Chambliss does not deny that innate advantages exist. But once a certain threshold is passed, they are less important than the will to keep consistently at it.

 

Lesson 3: Being good is a result of habits.

Chambliss also found that swimmers that perform well make exceptional performance part of their habit. By accumulating dozens of small improvements gradually overtime, they end up building a large edge over others eventually.

This means doing your best every time you train not only in competitions.

It also means to keep doing the same things over and over again, but somehow better each time.

Sounds like torture? Not when you ask the swimmers. Many actually felt it was meditative or even rewarding.

Another crucial thing he found was what motivated these swimmers were not the big goals like getting the Olympic gold medal. It was the smaller wins like enjoying their daily practice with their team, being in the water, competing in the local competitions i.e. the things that help you show up everyday.

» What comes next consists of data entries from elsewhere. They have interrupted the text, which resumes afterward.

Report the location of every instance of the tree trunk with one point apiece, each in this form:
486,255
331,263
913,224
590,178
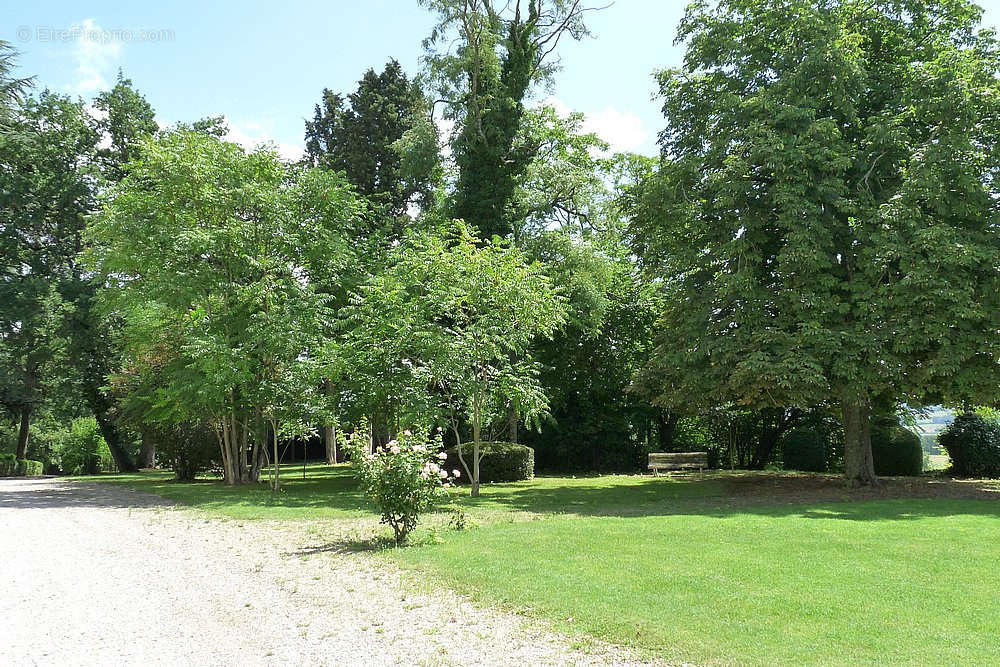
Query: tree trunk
511,425
859,467
147,451
277,462
476,433
665,429
330,442
22,433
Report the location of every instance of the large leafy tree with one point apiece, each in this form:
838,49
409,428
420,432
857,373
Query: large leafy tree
485,58
453,318
825,214
214,258
358,134
46,196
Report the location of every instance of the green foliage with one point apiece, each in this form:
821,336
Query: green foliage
502,54
187,449
8,464
231,310
404,478
453,318
81,449
11,467
11,87
827,242
896,450
125,119
973,443
380,140
29,468
501,461
804,449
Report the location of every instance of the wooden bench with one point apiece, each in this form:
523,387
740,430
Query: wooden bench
677,461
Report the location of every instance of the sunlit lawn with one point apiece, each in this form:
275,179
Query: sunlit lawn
678,568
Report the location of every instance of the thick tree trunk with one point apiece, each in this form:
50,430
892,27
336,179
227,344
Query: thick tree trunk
330,443
859,467
665,429
22,434
147,451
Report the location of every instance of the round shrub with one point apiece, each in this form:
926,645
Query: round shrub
973,443
895,450
502,462
804,449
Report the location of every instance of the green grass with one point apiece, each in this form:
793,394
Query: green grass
882,582
330,492
678,567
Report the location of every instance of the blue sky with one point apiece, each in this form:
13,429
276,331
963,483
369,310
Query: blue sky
264,68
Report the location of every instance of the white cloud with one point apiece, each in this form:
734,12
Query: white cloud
95,57
622,130
252,134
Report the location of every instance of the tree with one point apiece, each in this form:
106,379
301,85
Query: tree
210,253
43,206
455,318
824,217
11,87
501,54
125,118
358,135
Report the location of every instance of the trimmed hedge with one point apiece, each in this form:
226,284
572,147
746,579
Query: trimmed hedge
895,450
804,449
973,443
27,468
11,467
502,462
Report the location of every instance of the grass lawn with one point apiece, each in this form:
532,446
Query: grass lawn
719,569
879,582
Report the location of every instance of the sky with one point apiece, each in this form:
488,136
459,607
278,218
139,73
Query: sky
264,68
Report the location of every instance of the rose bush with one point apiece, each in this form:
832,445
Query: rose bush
403,478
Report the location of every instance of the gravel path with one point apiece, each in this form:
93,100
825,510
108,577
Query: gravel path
94,574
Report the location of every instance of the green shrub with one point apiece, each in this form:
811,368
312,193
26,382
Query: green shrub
403,478
11,467
28,468
804,449
502,462
973,443
187,449
895,450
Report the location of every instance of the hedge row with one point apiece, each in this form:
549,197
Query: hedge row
895,449
973,444
11,467
502,462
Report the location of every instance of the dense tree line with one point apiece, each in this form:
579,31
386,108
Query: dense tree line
816,245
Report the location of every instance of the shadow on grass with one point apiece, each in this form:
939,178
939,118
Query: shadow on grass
766,494
332,492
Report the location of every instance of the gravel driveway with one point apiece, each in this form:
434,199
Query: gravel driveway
94,574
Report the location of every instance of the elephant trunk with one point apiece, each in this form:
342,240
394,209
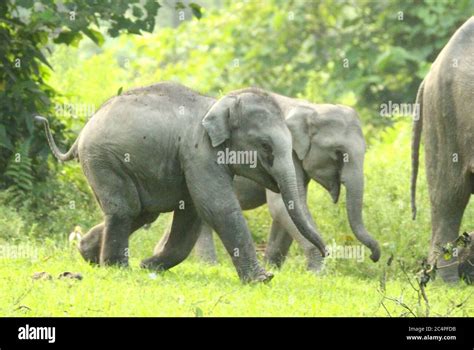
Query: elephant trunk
291,197
353,179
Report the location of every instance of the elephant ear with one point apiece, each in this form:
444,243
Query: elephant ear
298,121
217,119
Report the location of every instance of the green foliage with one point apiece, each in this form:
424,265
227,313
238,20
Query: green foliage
19,173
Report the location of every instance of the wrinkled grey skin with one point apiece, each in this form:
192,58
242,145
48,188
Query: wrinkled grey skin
446,99
154,150
329,148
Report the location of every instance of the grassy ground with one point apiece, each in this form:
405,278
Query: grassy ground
347,287
194,289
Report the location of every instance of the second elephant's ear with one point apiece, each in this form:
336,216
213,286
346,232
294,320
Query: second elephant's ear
217,119
298,121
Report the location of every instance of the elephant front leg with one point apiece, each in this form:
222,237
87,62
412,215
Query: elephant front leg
205,248
227,220
284,231
232,230
278,245
178,241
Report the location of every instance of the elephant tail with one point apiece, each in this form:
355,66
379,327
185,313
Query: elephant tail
415,146
62,157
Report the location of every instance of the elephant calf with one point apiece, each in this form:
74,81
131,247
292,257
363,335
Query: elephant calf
329,148
446,98
160,149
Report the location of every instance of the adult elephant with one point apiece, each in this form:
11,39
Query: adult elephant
446,99
159,149
329,148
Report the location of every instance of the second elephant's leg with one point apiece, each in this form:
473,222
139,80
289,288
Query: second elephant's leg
90,245
205,248
178,242
447,209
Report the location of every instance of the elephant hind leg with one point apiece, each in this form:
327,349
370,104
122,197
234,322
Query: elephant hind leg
178,242
205,248
278,245
91,244
447,209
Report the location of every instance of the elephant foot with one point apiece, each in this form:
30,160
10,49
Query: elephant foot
375,249
259,277
466,261
154,263
315,261
90,253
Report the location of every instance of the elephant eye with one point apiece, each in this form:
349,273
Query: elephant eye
267,148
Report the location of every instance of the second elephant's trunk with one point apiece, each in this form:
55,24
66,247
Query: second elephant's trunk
353,179
291,198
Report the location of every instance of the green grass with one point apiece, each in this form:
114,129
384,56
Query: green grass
345,288
195,289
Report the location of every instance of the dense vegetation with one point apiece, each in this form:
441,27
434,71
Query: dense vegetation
358,53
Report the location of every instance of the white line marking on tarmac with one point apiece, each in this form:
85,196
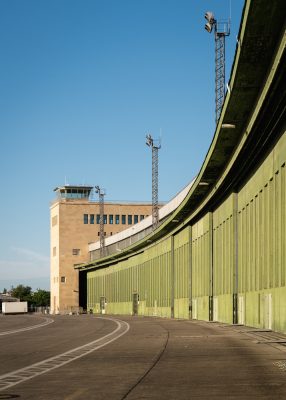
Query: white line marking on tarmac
28,328
24,374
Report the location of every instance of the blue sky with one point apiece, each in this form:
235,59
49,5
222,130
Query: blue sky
82,83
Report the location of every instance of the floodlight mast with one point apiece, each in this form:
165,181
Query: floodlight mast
101,195
221,30
155,208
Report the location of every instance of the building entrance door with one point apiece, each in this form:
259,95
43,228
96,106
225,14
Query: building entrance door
102,302
135,303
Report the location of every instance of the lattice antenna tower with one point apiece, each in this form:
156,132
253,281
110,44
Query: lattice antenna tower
221,30
155,208
101,194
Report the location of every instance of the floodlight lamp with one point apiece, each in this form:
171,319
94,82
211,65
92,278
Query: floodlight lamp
149,140
208,27
209,16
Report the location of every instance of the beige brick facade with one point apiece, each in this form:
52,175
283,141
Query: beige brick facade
73,225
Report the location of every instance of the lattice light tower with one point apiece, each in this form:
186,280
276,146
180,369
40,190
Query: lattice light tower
101,194
221,30
155,208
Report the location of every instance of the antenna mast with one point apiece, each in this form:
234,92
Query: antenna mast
155,208
221,30
101,195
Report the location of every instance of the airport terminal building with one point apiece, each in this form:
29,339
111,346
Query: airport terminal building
220,253
74,225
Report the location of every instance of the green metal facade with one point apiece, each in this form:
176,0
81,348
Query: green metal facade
225,260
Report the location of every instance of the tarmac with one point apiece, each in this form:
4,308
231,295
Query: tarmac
118,357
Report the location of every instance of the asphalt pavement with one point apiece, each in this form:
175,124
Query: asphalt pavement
119,357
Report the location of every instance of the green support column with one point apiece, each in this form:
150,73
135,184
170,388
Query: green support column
235,259
190,272
211,265
172,278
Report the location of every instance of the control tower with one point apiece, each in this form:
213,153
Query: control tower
74,223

It’s only a torture if you don’t like what you are doing.

 

Bonus

Reading Chambliss’ paper, I can’t help but be reminded of Charles Darwin.

Unlike the other titans in science like Issac Newton or Albert Einstein, Charles Darwin was not noted for his intellectual prowess.

He is thought to be somewhere in the middle of a good private high school class. And because of his poor health, he doesn’t work more than a few hours per day too.

Yet, he managed to undercover one of the most important law in nature, by consistently and passionately pursuing his interest.

And that I think is the secret to being talented.